For the first time in history, we can directly trace massive problems to bad data and, at the same time, have the ability and the right tools to build systems that address these problems for the long run: high-quality data as infrastructure.- Florin Tufan, CEO @Soleadify


The way companies use data for making decisions is going through a massive paradigm shift that brings in a new wave of data solutions built by challenger start-ups that compete with multi-billion-dollar legacy players.


The aforementioned legacy players are currently stuck in the following scenario: Data used to be something humans would look at, analyze and make decisions. That required data to be simple enough for humans to read and interpret.


This is changing. Access to tools (e.g., Snowflake, Databricks etc.) and the advance of data science enable the transition of decisions through machine interpretation and automated processes, with data at their core. Data is now becoming part of the tech stack, deeply embedded in machine-powered decision engines across all business processes.


Billion-dollar data companies were built – and are still thriving – in the old paradigm. But they fail to deliver to modern requirements, so end users need to look elsewhere for better solutions. This is why alternative data (read “data from unofficial sources”) is growing at 50% CAGR YoY.


Remarkable examples of data being used at scale by leveraging big data solutions can be observed across multiple verticals.


🗺️Maps used to be something you looked at. Now, navigation apps crunch data and provide the fastest route. No human is looking at data.



🎯Ad targeting used to be based on people making assumptions of interests based on location, age, gender, and income level. Now, we have entirely automated ad-targeting solutions that analyze thousands of data points to match ads with eyeballs. No human is looking at age groups and assigning ads. Most advertisers have yet to learn which user traits make a user likely to engage with their ad.



How this paradigm shift looks like for B2B in Commercial Insurance


If you work in insurance, you probably know that collecting data to plug into the actuarial models and price each policy takes time, money, and human capital.

  • Forms with tens of questions sent to the client


A glimpse of the past. Soleadify can already source data to pre-fill answers for most of these questions.

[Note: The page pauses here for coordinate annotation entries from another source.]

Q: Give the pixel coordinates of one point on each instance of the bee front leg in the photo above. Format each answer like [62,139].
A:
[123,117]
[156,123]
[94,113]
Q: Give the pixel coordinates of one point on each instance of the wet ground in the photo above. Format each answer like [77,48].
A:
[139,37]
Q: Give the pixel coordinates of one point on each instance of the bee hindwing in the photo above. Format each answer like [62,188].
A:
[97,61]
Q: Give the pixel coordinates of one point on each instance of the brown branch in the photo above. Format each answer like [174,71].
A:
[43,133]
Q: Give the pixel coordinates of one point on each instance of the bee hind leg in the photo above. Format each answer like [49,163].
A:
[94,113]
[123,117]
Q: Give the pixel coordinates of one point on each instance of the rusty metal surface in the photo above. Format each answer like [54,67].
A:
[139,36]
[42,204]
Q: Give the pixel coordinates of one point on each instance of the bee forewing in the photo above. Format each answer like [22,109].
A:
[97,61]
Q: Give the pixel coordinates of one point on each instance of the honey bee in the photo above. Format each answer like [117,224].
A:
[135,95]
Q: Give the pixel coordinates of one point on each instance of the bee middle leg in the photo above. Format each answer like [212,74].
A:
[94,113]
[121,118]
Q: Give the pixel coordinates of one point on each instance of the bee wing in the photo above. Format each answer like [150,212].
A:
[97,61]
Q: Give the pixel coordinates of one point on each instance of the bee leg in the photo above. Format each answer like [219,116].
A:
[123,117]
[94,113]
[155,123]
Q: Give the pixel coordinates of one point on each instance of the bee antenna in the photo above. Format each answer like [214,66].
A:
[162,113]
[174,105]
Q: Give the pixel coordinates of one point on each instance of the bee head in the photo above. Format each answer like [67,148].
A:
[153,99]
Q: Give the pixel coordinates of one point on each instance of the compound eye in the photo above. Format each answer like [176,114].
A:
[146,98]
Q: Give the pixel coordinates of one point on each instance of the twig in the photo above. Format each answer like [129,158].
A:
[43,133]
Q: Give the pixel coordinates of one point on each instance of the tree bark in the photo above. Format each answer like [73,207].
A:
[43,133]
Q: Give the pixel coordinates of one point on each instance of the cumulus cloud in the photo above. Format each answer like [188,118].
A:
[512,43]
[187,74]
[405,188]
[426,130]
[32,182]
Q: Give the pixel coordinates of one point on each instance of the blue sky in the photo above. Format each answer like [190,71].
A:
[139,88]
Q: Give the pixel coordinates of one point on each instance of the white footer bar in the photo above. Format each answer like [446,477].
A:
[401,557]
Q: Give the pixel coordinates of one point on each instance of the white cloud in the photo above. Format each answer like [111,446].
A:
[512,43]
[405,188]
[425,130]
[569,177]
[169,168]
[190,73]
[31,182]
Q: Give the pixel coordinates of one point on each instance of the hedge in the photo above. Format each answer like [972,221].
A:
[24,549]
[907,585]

  • Call centers that call prospects to ask for additional details
  • Underwriters that use a platform provided by legacy players and still spend ~40% of their time doing research (Googling). Source

By taking this route a lot of insurers end up with terrible results

  • You only know what you know: the most significant risks remain uncaptured by the heuristic-based questionnaire, leading to operational losses in several business lines (Source)
  • Human judgment is non-deterministic: Up to 300% differences in decisions made by different people under the same circumstances (Source)
  • Errors have a massive cost: $6.5B in yearly lost premiums from misclassifying small businesses in the US alone. (Source)


The paradigm shift: Manual pricing and underwriting are expected to be obsolete within the next decade. (Source)

In insurance, the shift towards using data as infrastructure for automation is already very clear:

  • Data and analytics spend in insurance growing at CAGR of 14.4% (source)
  • Insuretech platforms are competing to pre-fill forms and help automate pricing, for new policies and renewals alike.
  • Insuretechs with a strong analytics suite help carriers build models and better predict risk at scale.
  • Large insurers are building similar solutions in-house. One of the main providers for data and analytics solutions in the insurance space actually considers the in-house solutions built by large carriers to be their main competition.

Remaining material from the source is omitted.